Metro ha installato una cassa self-service prodotta da Ncr, in grado di leggere sia i tradizionali codici a barre che le nuove etichette Rfid

Passi avanti per la tecnologia Rfid (Radio Frequency Identification) a utilizzarla nei punti vendita sarà il Gruppo europeo “Metro”, che ha installato una cassa self-service prodotta da Ncr, in grado di leggere sia i tradizionali codici a barre che le nuove etichette Rfid. La nuova postazione si trova presso il “Centro per l’innovazione” di Neuss, nelle vicinanze di Duesseldorf, struttura sviluppata dal Gruppo Metro insieme ai propri partner It per testare la nuova tecnologa in ambito retail. Il Centro fa parte del programma “Metro Future Store”, lanciato dal Gruppo per lo sviluppo di soluzioni tecnologiche per il punto vendita del futuro.
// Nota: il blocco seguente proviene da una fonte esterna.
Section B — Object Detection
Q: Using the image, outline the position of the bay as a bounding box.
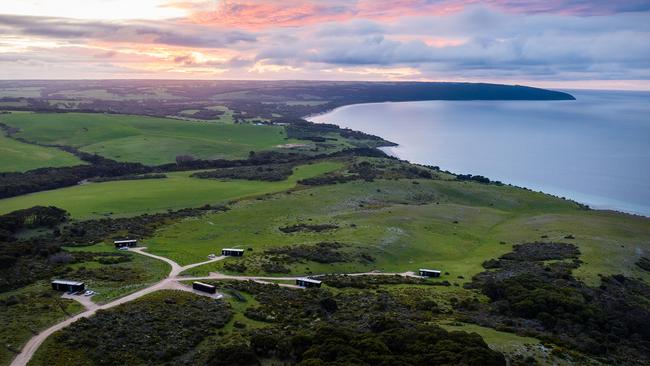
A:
[309,90,650,217]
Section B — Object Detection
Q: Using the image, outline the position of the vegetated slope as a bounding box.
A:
[0,112,294,165]
[141,158,650,285]
[0,283,84,366]
[0,162,342,218]
[2,159,648,365]
[0,132,84,173]
[463,243,650,366]
[30,285,505,366]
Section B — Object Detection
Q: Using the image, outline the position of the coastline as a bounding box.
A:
[380,142,647,218]
[306,98,650,218]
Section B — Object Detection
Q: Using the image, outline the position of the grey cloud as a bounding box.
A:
[0,14,256,48]
[253,6,650,82]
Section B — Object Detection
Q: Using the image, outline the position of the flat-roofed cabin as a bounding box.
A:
[296,278,322,288]
[419,269,441,277]
[51,279,85,292]
[222,248,244,257]
[114,239,137,248]
[192,281,216,294]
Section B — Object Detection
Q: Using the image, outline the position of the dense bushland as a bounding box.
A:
[320,274,451,289]
[196,280,505,366]
[298,159,439,186]
[278,223,339,233]
[464,242,650,365]
[265,242,350,264]
[193,163,296,182]
[52,291,231,365]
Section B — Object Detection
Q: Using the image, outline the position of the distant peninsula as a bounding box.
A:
[0,80,574,120]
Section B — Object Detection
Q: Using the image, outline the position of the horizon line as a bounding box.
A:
[0,79,648,92]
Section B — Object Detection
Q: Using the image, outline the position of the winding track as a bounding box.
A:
[10,248,420,366]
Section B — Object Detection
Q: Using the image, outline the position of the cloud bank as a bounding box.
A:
[0,0,648,89]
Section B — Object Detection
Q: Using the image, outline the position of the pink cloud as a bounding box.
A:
[184,0,468,29]
[179,0,650,29]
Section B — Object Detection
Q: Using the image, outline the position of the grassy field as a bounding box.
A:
[0,282,84,366]
[0,132,84,172]
[138,177,650,284]
[0,112,298,165]
[0,161,342,219]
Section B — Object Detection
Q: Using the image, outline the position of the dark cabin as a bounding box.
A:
[222,248,244,257]
[419,269,441,278]
[51,280,85,293]
[296,278,322,288]
[192,281,216,294]
[114,239,137,248]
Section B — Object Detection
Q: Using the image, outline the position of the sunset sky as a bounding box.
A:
[0,0,649,89]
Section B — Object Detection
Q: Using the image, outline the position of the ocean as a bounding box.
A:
[309,90,650,217]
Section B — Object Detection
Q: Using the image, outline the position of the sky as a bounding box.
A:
[0,0,649,89]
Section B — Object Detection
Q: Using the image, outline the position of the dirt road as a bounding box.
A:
[11,248,420,366]
[10,247,225,366]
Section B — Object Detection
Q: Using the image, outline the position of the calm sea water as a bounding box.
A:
[309,90,650,217]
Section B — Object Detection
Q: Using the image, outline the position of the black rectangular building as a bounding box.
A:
[296,278,322,288]
[222,248,244,257]
[114,239,137,248]
[193,281,216,294]
[51,280,85,292]
[419,269,441,277]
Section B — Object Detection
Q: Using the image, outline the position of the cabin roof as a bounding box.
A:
[52,279,84,286]
[419,268,441,273]
[222,248,244,251]
[297,278,322,284]
[193,281,215,288]
[114,239,137,243]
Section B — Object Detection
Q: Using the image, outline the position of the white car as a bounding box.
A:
[208,254,216,259]
[83,290,95,296]
[118,247,129,251]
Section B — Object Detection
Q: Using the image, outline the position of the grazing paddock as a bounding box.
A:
[0,112,299,165]
[0,162,342,219]
[0,132,84,172]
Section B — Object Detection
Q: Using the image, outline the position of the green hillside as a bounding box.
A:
[139,174,650,285]
[0,162,342,219]
[0,112,296,165]
[0,132,84,172]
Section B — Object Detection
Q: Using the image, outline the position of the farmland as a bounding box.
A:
[0,112,297,165]
[0,161,342,219]
[0,132,84,172]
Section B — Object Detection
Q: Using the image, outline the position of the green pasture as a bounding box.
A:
[0,132,84,172]
[0,112,297,165]
[0,161,342,219]
[139,178,650,284]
La nuova cassa di Ncr, dotata di un lettore ibrido, durante la scansione dei prodotti disattiva le impostazioni di sicurezza all’interno dell’etichetta Rfid, consentendo al cliente di lasciare il supermercato senza ulteriori tracciamenti. Entro il prossimo novembre il Gruppo Metro introdurrà la tecnologia Rfid per la logistica dei punti vendita Metro Cash & Carry, Real e Kaufhof. In Germania saranno installate nei punti vendita Real ed Extra per sostituire 50 casse tradizionali entro il 2005. Il Rfid renderà i processi retail molto più efficienti lungo tutta la filiera dei fornitori delle merci e fino al check out. Un avvertimento che i tempi stanno per cambiare anche per tante piccole e medie aziende fornitrici della grande distribuzione organizzata.